Swim Training “Back to Basics Tips” courtesy Rebecca Johansson. Featured image: Olympic Champion Nathan Adrian.
In most areas of the country, high school swimming is in full swing. While some high school swim teams primarily consist of year-round swimmers with a good grasp on all four strokes, most schools are made up of a kaleidoscope of beginner and advanced swimmers. It can be difficult to find common teaching ground for the wide range of abilities. The advanced swimmers need to work on speed, endurance, and technique to improve their times. The beginners need to learn how to complete legal turns. Regardless of ability level, swimmers must play nice with the water to improve. The most important aspect in playing nice with the water is to minimize drag, and the easiest way to accomplish this is to target body position in the water. Below are three tips to help improve body position in high school swimmers of all ability levels.
ONE – Create Body Awareness On Land First
Proprioception, or the sense of where the body is in space, is more difficult in water than on land. In the pool, swimmers’ bodies are in a different element, their heads are moving every few seconds, and they’re doing flips. These all pose additional challenges to proprioception. To enhance the challenge, most high school swimmers are going through growth spurts and constantly have to readjust to new limb lengths. A functional dryland program can improve swimmers’ proprioception, and my favorite tool to do so is suspension training. Suspension training involves straps suspended in the air, and forces athletes to combine balance and strength. Two exercises to pinpoint body position include atomic push ups and side plank with twists. See video examples below.

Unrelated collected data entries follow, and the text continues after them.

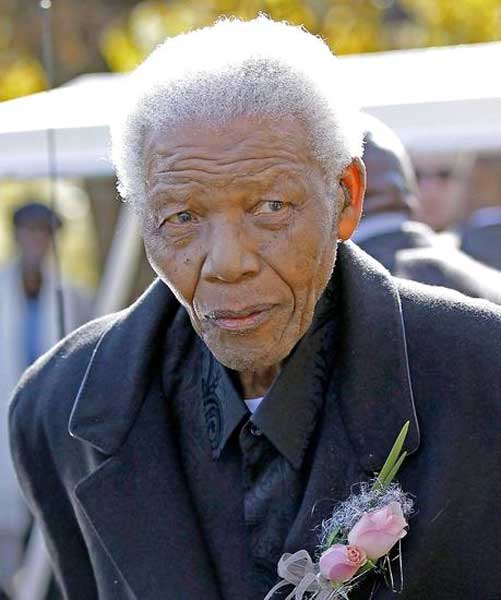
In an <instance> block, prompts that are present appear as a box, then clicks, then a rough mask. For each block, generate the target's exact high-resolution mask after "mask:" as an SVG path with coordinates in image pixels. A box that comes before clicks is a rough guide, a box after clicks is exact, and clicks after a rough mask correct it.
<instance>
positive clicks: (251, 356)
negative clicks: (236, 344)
mask: <svg viewBox="0 0 501 600" xmlns="http://www.w3.org/2000/svg"><path fill="white" fill-rule="evenodd" d="M204 342H205V343H206V345H207V347H208V348H209V350H210V351H211V352H212V354H213V355H214V356H215V357H216V359H217V360H218V361H219V362H220V363H221V364H222V365H224V366H225V367H227V368H228V369H232V370H233V371H240V372H243V371H259V370H261V369H267V368H269V367H272V366H274V365H276V364H278V363H280V362H282V360H284V358H286V357H287V356H288V354H289V353H290V350H286V351H283V352H279V351H277V350H275V349H273V350H270V349H269V348H268V349H256V350H250V349H249V348H248V347H246V346H245V345H242V346H240V347H233V348H232V347H228V346H226V347H223V346H221V345H219V344H216V345H214V344H211V343H210V340H204Z"/></svg>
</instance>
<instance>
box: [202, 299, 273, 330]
mask: <svg viewBox="0 0 501 600" xmlns="http://www.w3.org/2000/svg"><path fill="white" fill-rule="evenodd" d="M274 306H275V305H274V304H258V305H255V306H248V307H246V308H244V309H242V310H214V311H211V312H210V313H207V314H206V315H205V318H206V319H207V320H208V321H209V322H210V323H212V324H213V325H215V326H216V327H218V328H219V329H224V330H226V331H236V332H242V331H249V330H251V329H256V327H259V325H261V323H263V322H264V321H265V320H266V319H267V318H268V317H269V314H270V312H271V311H272V309H273V308H274Z"/></svg>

TWO – Kick, Kick, Kick, But Ditch The Board
To increase the chances of swimmers incorporating a strong kick into their full stroke, kick sets should be completed mimicking correct body position. 8 kick roll is a timeless kicking drill that forces swimmers to use their core to switch body positions and easily exposes kicking weaknesses. Swimmers start on their stomach in a streamline with 8 kicks, then roll to their side (1 arm up, 1 arm down) for 8 kicks, then move to their back, and finally end with 8 kicks on their opposite side. Most beginner to intermediate swimmers kick too much from their knees vs. their hips, and this becomes apparent when they’re on their side.
THREE – Head Position Matters
The easiest way to improve body line in the water is to work on head position. In theory, head position should be easy to perfect- if the head is up too high, hips sink and the drag force increases. The problem is, most high school swimmers want to see where they’re going! Two tips to give swimmers regarding head position include: A) the water line should hit the top of their head. The tip won’t make sense to swimmers until they visually see both a bad and good example. B) When swimmers take a breath in freestyle, they should have one goggle remain under water- this ensures their head stays in alignment with the rest of their body.